An operation performed about 300,000 times annually on U.S. patients with arthritis is completely ineffective, according to an unusual new study that compared the procedure with phony surgery.

The study by researchers at the Houston Veterans Affairs Medical Center compared two versions of arthroscopic knee surgery for osteoarthritis with a placebo operation in which patients were given a sedative and only received small skin incisions. All patients reported reduced pain and better knee function, but there was no difference in outcome between those who had real surgery and those who got the placebo procedure.

Comparing arthroscopic knee surgery with a sham operation was the only way to find out whether the procedure, which costs about $5,000, was helping people with osteoarthritis, said surgeon J. Bruce Moseley of Baylor College of Medicine, who operated on all of the patients.

"There are a lot of people who do this surgery" for osteoarthritis, said Moseley, who reported the findings in the New England Journal of Medicine. "I would like to think ... they would (now) change the way they practice. Now that I know that really nobody is a good candidate, I won't do it."

Surgeons began doing the procedure to try to relieve pain in arthritis and it became increasingly popular after doctors published reports of hundreds of cases where patients reported improvement.

But, like most surgical procedures, the operation was never before compared to anything that could rule out a placebo effect, the improvement that people get from a treatment because they expect it to work. Placebo controlled studies of surgical procedures are rare because it is difficult to devise sham operations that fool participants, and because researchers cannot ethically subject people to phony operations that carry significant risks.

In this case, researchers convinced patients they had had surgery without subjecting them to more than minimal risks. The 180 participants did not know until the end of the two-year study which treatment they received, but they were told in advance that they might not get real knee surgery and had to write out a statement showing that they understood. Forty-four percent of patients who were invited to participate refused, said Baylor ethicist Baruch Brody.
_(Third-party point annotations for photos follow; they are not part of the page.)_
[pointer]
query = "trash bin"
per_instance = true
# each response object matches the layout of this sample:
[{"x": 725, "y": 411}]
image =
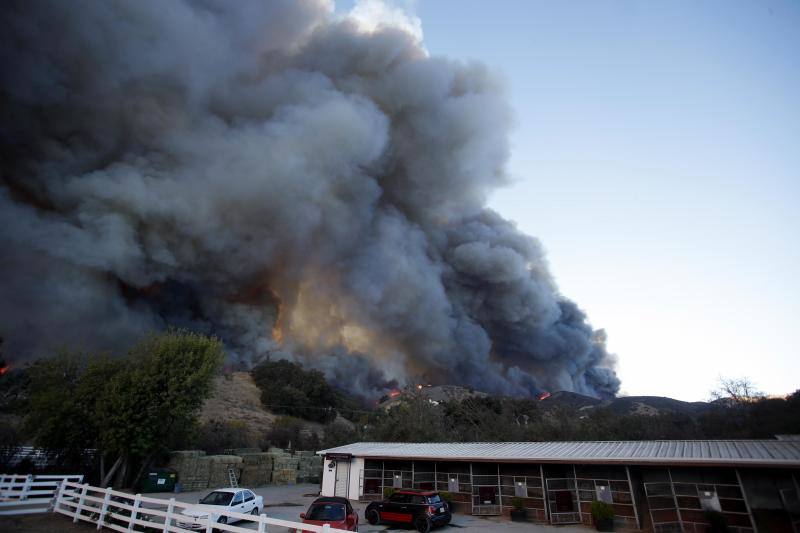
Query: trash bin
[{"x": 159, "y": 480}]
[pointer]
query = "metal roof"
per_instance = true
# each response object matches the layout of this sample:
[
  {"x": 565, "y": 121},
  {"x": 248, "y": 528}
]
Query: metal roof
[{"x": 707, "y": 452}]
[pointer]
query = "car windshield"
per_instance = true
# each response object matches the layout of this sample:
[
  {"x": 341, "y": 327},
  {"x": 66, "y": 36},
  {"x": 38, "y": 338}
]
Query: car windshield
[
  {"x": 326, "y": 511},
  {"x": 217, "y": 498}
]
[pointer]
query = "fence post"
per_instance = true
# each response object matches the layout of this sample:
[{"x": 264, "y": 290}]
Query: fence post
[
  {"x": 136, "y": 503},
  {"x": 168, "y": 518},
  {"x": 80, "y": 502},
  {"x": 262, "y": 524},
  {"x": 26, "y": 487},
  {"x": 59, "y": 495},
  {"x": 104, "y": 509}
]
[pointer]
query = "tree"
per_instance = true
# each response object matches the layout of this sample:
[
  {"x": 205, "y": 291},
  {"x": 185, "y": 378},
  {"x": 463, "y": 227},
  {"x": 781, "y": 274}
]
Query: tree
[
  {"x": 286, "y": 388},
  {"x": 153, "y": 402},
  {"x": 64, "y": 391},
  {"x": 739, "y": 390}
]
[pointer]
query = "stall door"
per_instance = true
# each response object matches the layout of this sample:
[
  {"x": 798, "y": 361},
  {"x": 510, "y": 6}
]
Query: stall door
[{"x": 342, "y": 478}]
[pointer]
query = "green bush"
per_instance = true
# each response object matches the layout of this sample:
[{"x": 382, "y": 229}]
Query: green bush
[{"x": 601, "y": 511}]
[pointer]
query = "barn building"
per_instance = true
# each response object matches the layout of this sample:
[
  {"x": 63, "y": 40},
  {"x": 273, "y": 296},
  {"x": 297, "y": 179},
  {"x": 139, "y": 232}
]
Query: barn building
[{"x": 652, "y": 485}]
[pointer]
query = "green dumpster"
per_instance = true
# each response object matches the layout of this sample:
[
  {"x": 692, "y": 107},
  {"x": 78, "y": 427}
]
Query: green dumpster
[{"x": 159, "y": 480}]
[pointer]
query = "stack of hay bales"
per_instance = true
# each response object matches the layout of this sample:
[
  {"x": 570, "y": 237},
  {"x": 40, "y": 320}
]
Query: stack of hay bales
[
  {"x": 256, "y": 469},
  {"x": 284, "y": 467},
  {"x": 192, "y": 472},
  {"x": 198, "y": 471},
  {"x": 309, "y": 468},
  {"x": 218, "y": 466}
]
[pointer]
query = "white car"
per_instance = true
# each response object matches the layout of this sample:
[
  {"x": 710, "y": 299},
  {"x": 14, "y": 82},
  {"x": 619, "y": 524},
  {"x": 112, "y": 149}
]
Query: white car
[{"x": 238, "y": 500}]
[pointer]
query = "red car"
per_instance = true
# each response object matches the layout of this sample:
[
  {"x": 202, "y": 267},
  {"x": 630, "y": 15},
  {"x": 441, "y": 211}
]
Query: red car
[{"x": 331, "y": 510}]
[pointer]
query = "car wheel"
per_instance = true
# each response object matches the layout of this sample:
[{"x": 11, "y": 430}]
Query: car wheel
[
  {"x": 222, "y": 520},
  {"x": 373, "y": 517},
  {"x": 422, "y": 524}
]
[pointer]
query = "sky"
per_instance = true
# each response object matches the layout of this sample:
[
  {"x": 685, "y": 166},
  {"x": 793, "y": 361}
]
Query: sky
[{"x": 656, "y": 155}]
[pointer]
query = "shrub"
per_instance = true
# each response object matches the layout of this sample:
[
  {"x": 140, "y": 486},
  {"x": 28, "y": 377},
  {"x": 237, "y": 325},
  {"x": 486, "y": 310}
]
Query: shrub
[{"x": 601, "y": 511}]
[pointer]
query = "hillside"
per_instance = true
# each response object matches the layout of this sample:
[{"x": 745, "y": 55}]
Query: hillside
[
  {"x": 624, "y": 405},
  {"x": 236, "y": 397}
]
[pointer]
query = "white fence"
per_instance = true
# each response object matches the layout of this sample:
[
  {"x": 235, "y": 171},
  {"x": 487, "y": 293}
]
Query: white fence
[
  {"x": 125, "y": 512},
  {"x": 21, "y": 494}
]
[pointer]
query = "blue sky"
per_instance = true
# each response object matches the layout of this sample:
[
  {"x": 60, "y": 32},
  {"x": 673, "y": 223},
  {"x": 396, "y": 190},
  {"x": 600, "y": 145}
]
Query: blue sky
[{"x": 657, "y": 157}]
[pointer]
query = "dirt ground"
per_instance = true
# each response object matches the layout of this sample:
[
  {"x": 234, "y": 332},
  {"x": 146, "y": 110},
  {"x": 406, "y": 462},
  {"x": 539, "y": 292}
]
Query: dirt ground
[{"x": 285, "y": 502}]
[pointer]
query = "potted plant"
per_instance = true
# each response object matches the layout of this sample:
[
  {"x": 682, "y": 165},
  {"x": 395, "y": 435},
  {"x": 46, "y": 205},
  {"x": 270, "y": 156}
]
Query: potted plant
[
  {"x": 518, "y": 513},
  {"x": 602, "y": 516}
]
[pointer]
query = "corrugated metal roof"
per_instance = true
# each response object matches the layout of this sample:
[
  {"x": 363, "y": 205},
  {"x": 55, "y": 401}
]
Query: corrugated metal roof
[{"x": 711, "y": 452}]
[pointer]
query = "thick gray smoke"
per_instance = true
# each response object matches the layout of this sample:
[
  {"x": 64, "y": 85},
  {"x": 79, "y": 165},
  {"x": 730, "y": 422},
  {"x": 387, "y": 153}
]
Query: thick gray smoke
[{"x": 279, "y": 176}]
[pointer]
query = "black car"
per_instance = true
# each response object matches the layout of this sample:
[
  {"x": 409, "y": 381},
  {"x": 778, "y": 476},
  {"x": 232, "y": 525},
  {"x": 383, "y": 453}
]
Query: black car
[{"x": 423, "y": 509}]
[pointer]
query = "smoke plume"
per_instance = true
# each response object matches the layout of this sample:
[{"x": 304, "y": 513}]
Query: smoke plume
[{"x": 299, "y": 183}]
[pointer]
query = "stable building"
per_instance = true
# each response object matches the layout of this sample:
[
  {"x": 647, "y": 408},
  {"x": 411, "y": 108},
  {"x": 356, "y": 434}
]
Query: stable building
[{"x": 652, "y": 485}]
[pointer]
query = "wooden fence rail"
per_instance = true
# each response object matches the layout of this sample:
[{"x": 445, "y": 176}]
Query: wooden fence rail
[
  {"x": 21, "y": 494},
  {"x": 120, "y": 511}
]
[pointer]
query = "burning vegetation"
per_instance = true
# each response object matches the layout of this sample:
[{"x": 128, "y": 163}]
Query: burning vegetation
[{"x": 303, "y": 187}]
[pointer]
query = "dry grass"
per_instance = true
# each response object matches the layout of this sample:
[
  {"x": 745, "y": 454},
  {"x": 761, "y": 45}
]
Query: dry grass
[{"x": 236, "y": 397}]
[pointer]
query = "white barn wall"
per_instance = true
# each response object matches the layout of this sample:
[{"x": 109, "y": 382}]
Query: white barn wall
[
  {"x": 356, "y": 470},
  {"x": 328, "y": 478}
]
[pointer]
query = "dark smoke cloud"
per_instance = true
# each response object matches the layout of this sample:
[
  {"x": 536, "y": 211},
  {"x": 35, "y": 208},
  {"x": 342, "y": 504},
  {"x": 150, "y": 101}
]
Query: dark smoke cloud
[{"x": 280, "y": 177}]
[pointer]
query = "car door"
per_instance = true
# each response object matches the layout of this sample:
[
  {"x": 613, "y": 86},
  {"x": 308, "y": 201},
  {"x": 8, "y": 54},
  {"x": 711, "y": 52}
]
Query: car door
[
  {"x": 417, "y": 505},
  {"x": 249, "y": 501},
  {"x": 396, "y": 509},
  {"x": 237, "y": 505}
]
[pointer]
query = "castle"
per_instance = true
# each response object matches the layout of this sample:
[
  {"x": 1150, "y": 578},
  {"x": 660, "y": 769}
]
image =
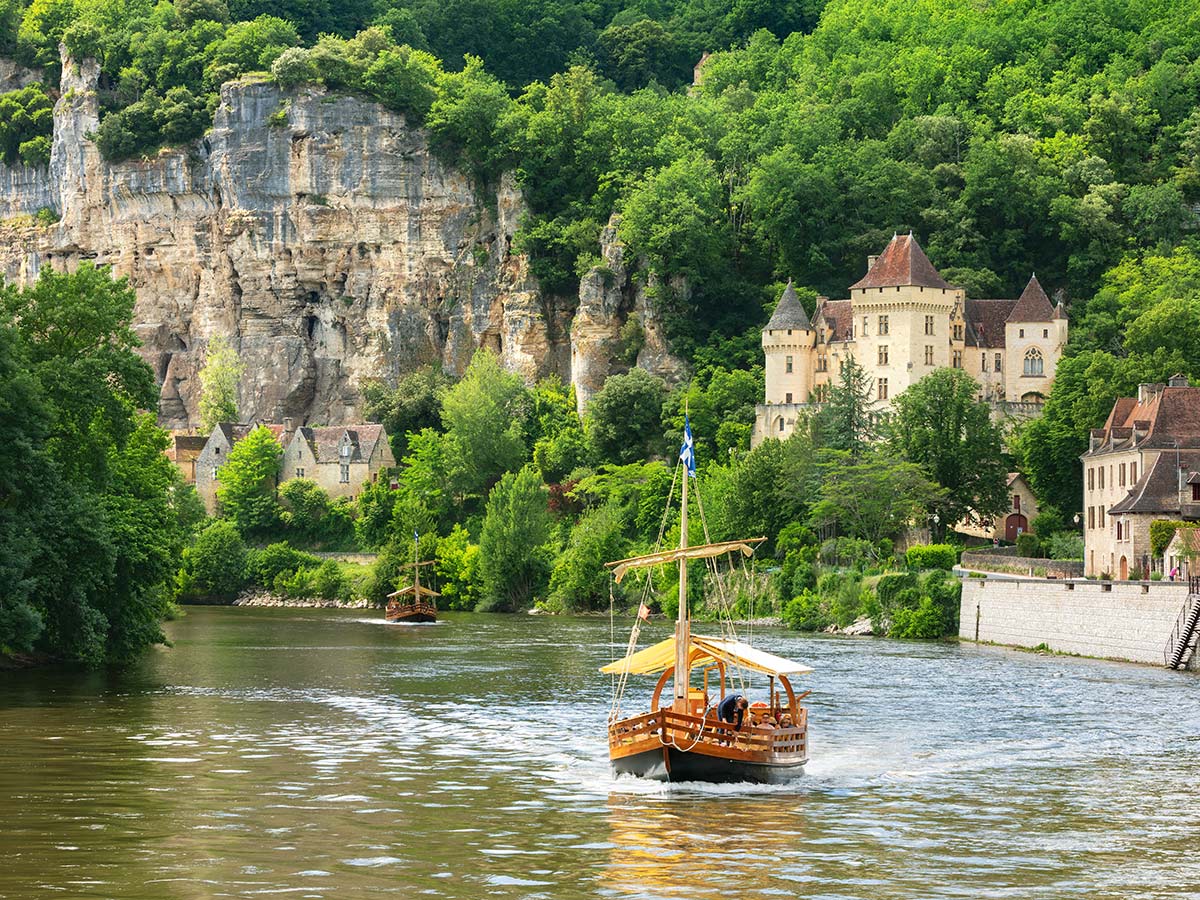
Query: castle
[{"x": 900, "y": 323}]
"We were happy about that," he said. "It was real evidence that people were understanding. ... If the refusal rate had gotten too low, we were going to stop the trial."

The study's results are "compelling" and should encourage similar tests of other popular operations for subjective symptoms such as pain, said Carolyn Clancy, acting director of the federal Agency for Health Care Research and Quality. Such research can save lives and help other patients "avoid risks of surgery that's not actually doing a lot," she said.

The study tested two kinds of arthroscopic knee surgery for osteoarthritis. Both are done through small incisions by a surgeon who views the inside of the joint through an instrument called an arthroscope. In one type, known as lavage, the surgeon uses large quantities of saline to wash particles and inflammatory enzymes out of the joint. In the other, called debridement, the surgeon also uses instruments to smooth out rough joint cartilage and remove loose debris.

Study participants were randomly assigned to the three treatments. Those receiving real surgery had general anesthesia. Those in the placebo group received an intravenous drug to make them sleep and a local anesthetic for the skin incisions. Moseley kept each patient in the operating room for the normal length of an operation, called for various instruments and moved the leg around as he would during the real procedure.

When questioned about knee pain, arthritis pain and total body pain during the two-year follow-up period, all patients reported the same degree of improvement. On objective tests measuring their ability to walk and climb stairs, there was no significant improvement in any group.